17.09.2012 - (idw) Museum für Naturkunde - Leibniz-Institut für Evolutions- und Biodiversitätsforschung

Am 15.9.2012 fand im Museum für Naturkunde Berlin, gleichzeitig mit 25 anderen Ländern aus allen Kontinenten, eine Diskussionsveranstaltung zum Thema Erhaltung der biologischen Vielfalt statt. Die knapp 100 Teilnehmer haben sehr konstruktiv überlegt, welche Maßnahmen zur Erhaltung der biologischen Vielfalt nötig sind, resümiert Prof. Dr. Johannes Vogel, Generaldirektor am Museum. Als besonders wichtige Handlungsfelder für die Zukunft wurden verstärkte Anstrengungen in Bildung und eine Umstellung des Konsumverhaltens herausgearbeitet. Die Teilnehmer repräsentierten ein breites Spektrum durch die Bevölkerung; alle Altersgruppen sowie die unterschiedlichsten Berufsgruppen waren vertreten, wobei die meisten sich selbst als bereits gut informiert einschätzten. Insgesamt wurden vier verschiedene Themenfelder an 14 verschiedenen Tischen diskutiert, ausgehend von unterschiedlichen Sichtweisen auf die Biodiversität selbst, über Landnutzungskonflikte zwischen Schutzgebieten und anderen Nutzungen an Land und im Meer bis hin zu globalen Gerechtigkeitsaspekten. In der Abschlussrunde gingen die Teilnehmer v.a. auf die Organisation des globalen Diskurses ein. Das Bedürfnis, den gesamten Dialog-Prozess, angefangen von der Formulierung der Fragen, mit gestalten zu können, wurde deutlich zum Ausdruck gebracht, berichtet Dr. Katrin Vohland, wissenschaftliche Mitarbeiterin am Museum und verantwortlich für das Projekt. Allerdings sei die Organisation eines solchen Prozesses auf globaler Ebene eine große Herausforderung. Die starke Standardisierung der Fragen soll auch einen globalen Vergleich erlauben ergänzt Vohland. So zeigten erste im Internet verfügbare Ergebnisse, dass sich die Teilnehmer in Deutschland im Vergleich auch zu den meisten anderen Ländern als sehr gut informiert betrachteten, und stärker auch auf die Verantwortung von Unternehmen und der Bevölkerung setzen. Einstimmung herrscht bei der Ansicht, dass Industrieländer die Entwicklungsländer weiterhin bei der Einrichtung von Schutzgebieten und dem Meeresschutz unterstützen sollen, auch finanziell.

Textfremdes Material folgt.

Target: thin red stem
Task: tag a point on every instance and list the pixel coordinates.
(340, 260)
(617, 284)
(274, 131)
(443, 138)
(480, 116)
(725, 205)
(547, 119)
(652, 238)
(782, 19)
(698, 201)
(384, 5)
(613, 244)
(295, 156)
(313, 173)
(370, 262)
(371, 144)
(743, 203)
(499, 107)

Als neues Thema wurde besprochen, ob man auch für genetische Ressourcen, die im Hochseegebiet außerhalb nationaler Gesetzgebung gesammelt werden, einen finanziellen Ausgleich zahlen soll. Hier sprachen sich bis auf die Teilnehmer in Chennai, einem von vier Orten in Indien, alle Beteiligten mit großer Zustimmung dafür aus.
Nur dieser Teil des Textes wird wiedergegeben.